New public opinion polling shows Sanders’ popularity among likely Democratic voters beginning to exceed that of moderate front-runner Joe Biden. In addition, Sanders is an unmatched powerhouse among Dems when it comes to fund-raising. He is estimated to have raised $100 million in 2019, roughly forty million dollars more than Biden, and far surpassing even the enthusiastically backed Pete Buttigieg, who reportedly raised about $75 million last year.
After years of being a long-shot candidate, Bernie suddenly seems a lot more viable—even more mainstream. His talking points haven’t changed, but the political atmosphere and the wishes of the American people have. To a citizenry weary of the bizarre outbursts and imbroglios President Trump is so fond of, Sanders’ consistency and plain speech are almost soothing. He comes across as an aging hippy uncle who has mellowed and acquired good manners over the decades by rubbing elbows with people of wildly different persuasions on Capitol Hill. His views are reassuringly humane and, from his having repeated them over and over, no longer sound as crazy as they did at first. He is a peacenik who believes that the US can figure out how to be fairer and deliver national health care and education more affordably.

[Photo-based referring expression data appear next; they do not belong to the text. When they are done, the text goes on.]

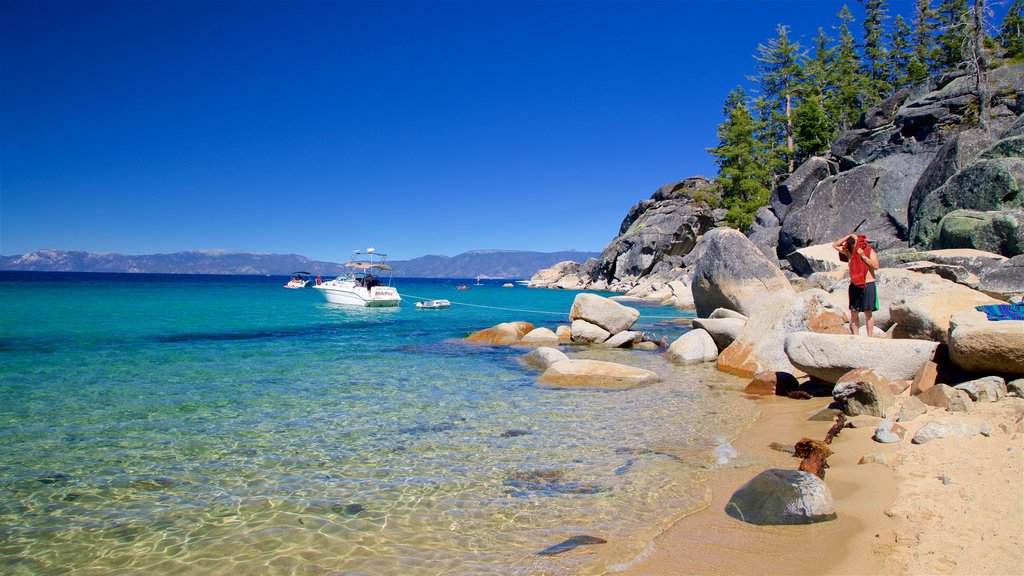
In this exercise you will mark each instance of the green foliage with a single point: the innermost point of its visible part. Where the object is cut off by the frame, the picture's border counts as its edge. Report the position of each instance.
(812, 127)
(952, 34)
(807, 97)
(778, 75)
(1012, 33)
(743, 178)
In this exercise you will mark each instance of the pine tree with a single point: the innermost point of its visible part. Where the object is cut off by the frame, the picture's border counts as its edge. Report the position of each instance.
(778, 75)
(900, 54)
(876, 54)
(953, 16)
(845, 108)
(743, 178)
(922, 64)
(813, 129)
(1012, 33)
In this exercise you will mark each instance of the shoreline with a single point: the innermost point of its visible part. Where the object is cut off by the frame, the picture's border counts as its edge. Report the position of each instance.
(911, 515)
(731, 546)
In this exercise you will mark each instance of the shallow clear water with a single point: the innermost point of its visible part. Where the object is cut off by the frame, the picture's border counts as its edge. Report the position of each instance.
(180, 424)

His remarks on the Newshour zeroed in on the issue of voter turnout and political energy. Sanders argues that he is the Democratic candidate best suited to oppose Trump because he’s most capable of energizing voters, especially young voters, and getting them to turn out. “To beat Trump,” he was saying, “you’re going to need a massive voter turnout. And the only way you do that is through a campaign of energy, of excitement. You have got to bring working people. You have got to bring young people into the political process.” In short, the nominee must inspire voters to get involved.

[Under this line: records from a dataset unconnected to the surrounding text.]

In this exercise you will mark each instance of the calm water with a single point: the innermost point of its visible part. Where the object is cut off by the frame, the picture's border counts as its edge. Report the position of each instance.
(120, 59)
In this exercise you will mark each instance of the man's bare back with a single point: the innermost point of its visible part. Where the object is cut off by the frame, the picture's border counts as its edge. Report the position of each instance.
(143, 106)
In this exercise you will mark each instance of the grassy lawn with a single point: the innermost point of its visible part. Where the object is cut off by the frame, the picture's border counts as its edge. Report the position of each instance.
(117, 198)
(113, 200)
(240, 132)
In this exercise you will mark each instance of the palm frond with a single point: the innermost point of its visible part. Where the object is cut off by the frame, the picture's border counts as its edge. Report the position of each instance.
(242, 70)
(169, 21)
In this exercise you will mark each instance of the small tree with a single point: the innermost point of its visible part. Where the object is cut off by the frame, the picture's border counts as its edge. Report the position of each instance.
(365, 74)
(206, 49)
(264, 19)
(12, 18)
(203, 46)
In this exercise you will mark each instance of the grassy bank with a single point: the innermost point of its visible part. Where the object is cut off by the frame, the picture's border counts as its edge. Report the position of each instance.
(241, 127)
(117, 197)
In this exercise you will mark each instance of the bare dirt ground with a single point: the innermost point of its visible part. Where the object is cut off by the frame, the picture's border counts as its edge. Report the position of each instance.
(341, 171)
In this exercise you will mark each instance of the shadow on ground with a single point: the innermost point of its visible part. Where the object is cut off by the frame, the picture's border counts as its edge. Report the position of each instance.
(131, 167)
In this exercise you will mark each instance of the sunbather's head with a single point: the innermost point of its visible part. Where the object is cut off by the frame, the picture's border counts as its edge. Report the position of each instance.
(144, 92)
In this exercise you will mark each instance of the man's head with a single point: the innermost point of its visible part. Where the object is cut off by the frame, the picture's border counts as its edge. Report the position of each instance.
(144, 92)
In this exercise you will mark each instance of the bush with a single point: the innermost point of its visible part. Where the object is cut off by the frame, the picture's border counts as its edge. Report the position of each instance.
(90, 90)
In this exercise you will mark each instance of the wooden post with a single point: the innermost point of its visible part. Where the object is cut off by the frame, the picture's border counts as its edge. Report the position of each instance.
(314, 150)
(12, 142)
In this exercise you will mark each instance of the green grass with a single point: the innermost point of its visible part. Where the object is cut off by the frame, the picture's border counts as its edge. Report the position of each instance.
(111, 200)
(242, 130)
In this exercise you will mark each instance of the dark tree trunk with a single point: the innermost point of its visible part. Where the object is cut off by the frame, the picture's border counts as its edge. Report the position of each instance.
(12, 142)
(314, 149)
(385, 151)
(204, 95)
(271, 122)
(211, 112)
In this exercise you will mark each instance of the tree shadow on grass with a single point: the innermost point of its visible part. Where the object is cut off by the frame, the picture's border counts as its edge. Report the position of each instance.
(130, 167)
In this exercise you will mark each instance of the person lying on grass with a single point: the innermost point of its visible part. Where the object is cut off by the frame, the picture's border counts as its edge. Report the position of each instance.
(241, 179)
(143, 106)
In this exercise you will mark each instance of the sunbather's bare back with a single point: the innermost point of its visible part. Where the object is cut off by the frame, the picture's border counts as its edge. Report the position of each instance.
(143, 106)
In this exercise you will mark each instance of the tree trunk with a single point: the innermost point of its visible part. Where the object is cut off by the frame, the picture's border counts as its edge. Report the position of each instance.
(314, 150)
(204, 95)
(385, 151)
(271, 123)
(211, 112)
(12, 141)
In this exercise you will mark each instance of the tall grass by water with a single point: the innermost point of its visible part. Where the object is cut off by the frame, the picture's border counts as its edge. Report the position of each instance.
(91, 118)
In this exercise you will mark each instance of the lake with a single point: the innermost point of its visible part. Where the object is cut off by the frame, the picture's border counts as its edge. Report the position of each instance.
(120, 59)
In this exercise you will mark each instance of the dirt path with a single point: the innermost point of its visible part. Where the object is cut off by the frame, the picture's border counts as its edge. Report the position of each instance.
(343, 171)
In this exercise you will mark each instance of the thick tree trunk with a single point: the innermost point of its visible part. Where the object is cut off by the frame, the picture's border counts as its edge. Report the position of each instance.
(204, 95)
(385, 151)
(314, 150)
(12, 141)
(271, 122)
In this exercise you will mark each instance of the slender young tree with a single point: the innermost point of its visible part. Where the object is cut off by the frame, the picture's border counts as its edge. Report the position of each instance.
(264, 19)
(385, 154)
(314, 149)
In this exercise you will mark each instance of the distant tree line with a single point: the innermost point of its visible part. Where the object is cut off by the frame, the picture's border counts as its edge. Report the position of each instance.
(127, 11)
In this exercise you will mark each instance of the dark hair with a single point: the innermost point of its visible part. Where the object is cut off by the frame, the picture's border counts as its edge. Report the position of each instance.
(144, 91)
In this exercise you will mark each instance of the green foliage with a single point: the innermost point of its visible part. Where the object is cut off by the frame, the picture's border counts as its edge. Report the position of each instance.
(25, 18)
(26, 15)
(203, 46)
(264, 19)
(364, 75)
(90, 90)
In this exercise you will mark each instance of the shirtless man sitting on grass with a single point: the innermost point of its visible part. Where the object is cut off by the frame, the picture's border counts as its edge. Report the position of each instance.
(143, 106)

A crucial point. Candidates’ varying ability to galvanize voters in the general election is a factor completely left to the side in primary polling. A positive excitement, a charismatic appeal: precisely the ingredients missing in the Hillary debacle. This time around, I hope to God Democrats will refrain from choosing a “meh” candidate who can’t rouse the electorate to go to the polls. If the Dems make this mistake again—a mistake they have made innumerable times, as they did with Dukakis, Gore, Kerry, and Hillary—Trump and the Republicans will almost certainly prevail. Then a disappointed nation will be feeling the burn.